From a systems biology perspective, immune regulation involves complex signaling pathways and gene regulatory networks rather than isolated pathways. Whether through IL-4/IL-13 blockade or compensatory activation of IL-17 and IL-22 pathways, dupilumab-modulated signals are transmitted via modulation of the STAT3 pathway, leading to diverse biological effects[25]. One downstream outcome of STAT3 activation is increased IL-6 signaling, which can promote pro-inflammatory and pro-tumorigenic microenvironments. In KS, KSHV infection induces endothelial cells to produce cytokines such as IL-6, IL-10, and IL-13, which drive monocyte differentiation and polarization into tumor-associated macrophages that shape the tumor microenvironment. Tumor-associated macrophages can be polarized into M1-like (pro-inflammatory) and M2-like macrophages. The latter inhibits tumor immunity via IL-10 secretion and promotes tumorigenesis by activating the STAT3 signaling pathway[26]. STAT3, a positive regulator of viral productive replication, is activated in endothelial and primary effusion lymphoma cells during de novo and latent KSHV infection. This is critical for maintaining latently infected cell viability and efficient viral replication. The KSHV-encoded IL-6 homologue, frequently detected in latently infected primary effusion lymphoma cells, is key to KSHV-associated disease pathogenesis and immune escape[27,28]. It’s signaling through the gp130 receptor is the main mechanism of STAT3 activation[29]. Additionally, the KSHV-encoded IL-6 homologue promotes tumor angiogenesis by upregulating VEGF expression[30]. In summary, STAT3-related pathways play an important role in KS development.
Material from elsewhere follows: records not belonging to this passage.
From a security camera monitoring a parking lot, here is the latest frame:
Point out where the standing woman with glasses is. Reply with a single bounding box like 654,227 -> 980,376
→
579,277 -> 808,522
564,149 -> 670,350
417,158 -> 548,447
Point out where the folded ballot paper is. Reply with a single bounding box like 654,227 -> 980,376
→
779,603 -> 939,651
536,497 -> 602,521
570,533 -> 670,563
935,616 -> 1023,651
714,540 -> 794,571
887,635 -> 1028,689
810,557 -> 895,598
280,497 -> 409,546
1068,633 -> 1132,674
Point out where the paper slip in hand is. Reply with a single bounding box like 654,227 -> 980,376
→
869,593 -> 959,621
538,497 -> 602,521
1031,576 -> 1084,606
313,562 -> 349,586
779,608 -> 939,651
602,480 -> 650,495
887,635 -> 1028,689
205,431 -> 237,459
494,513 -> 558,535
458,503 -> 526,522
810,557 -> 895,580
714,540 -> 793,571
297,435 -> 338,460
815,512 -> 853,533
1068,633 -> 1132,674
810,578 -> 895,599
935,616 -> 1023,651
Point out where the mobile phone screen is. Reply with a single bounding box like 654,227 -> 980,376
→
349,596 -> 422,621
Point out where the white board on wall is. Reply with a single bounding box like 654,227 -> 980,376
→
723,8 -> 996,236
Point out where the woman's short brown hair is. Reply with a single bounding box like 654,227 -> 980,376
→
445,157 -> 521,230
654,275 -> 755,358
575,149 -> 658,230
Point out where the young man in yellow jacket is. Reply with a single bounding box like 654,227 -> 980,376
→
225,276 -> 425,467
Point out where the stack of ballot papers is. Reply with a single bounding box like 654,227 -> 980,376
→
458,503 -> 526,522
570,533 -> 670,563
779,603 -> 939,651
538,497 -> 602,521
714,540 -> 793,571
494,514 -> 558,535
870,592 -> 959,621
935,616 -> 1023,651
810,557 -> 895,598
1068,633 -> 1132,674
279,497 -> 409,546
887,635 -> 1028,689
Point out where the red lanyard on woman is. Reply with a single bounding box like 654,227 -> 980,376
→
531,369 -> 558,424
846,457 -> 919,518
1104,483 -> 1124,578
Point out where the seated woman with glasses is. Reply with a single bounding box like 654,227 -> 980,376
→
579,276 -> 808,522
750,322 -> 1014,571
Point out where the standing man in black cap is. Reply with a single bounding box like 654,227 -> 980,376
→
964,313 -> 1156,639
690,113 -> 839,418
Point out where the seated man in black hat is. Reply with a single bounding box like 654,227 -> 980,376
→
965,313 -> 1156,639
Based on these observations, dupilumab-induced immune modulation could alter the local immune microenvironment via STAT3 signaling pathways, potentially facilitating KS development in susceptible individuals. However, given the complexity of immune regulatory networks, such effects are likely affected by multiple genetic and environmental factors rather than a single pathway. Furthermore, the uniqueness of this case does not exclude the possibility of individual genetic susceptibility. Due to the lack of verification of previous latent infection or viral reactivation of KSHV/HHV-8 in this case, the possibility that viral activation induces tumors cannot be ruled out. Therefore, the proposed mechanism remains speculative and requires further mechanistic investigation.

CONCLUSION

The association between BP and KS in this clinical context remains incompletely understood. It should be emphasized that the immune drift hypothesis proposed in this case is speculative and requires further exploration and verification. In this single case, we cannot rule out potential effects of low-dose systemic glucocorticoids, topical glucocorticoids, advanced age, and pre-existing latent HHV-8 infection. The evaluation criteria and impact of these factors require further verification. The potential contributions of immunosuppressive therapies (e.g., systemic and topical corticosteroids) according to their cumulative doses and treatment durations also warrant further investigation. Continued clinical observation and additional reports will be important for elucidating the long-term safety profile of dupilumab and optimizing therapeutic strategies for BP.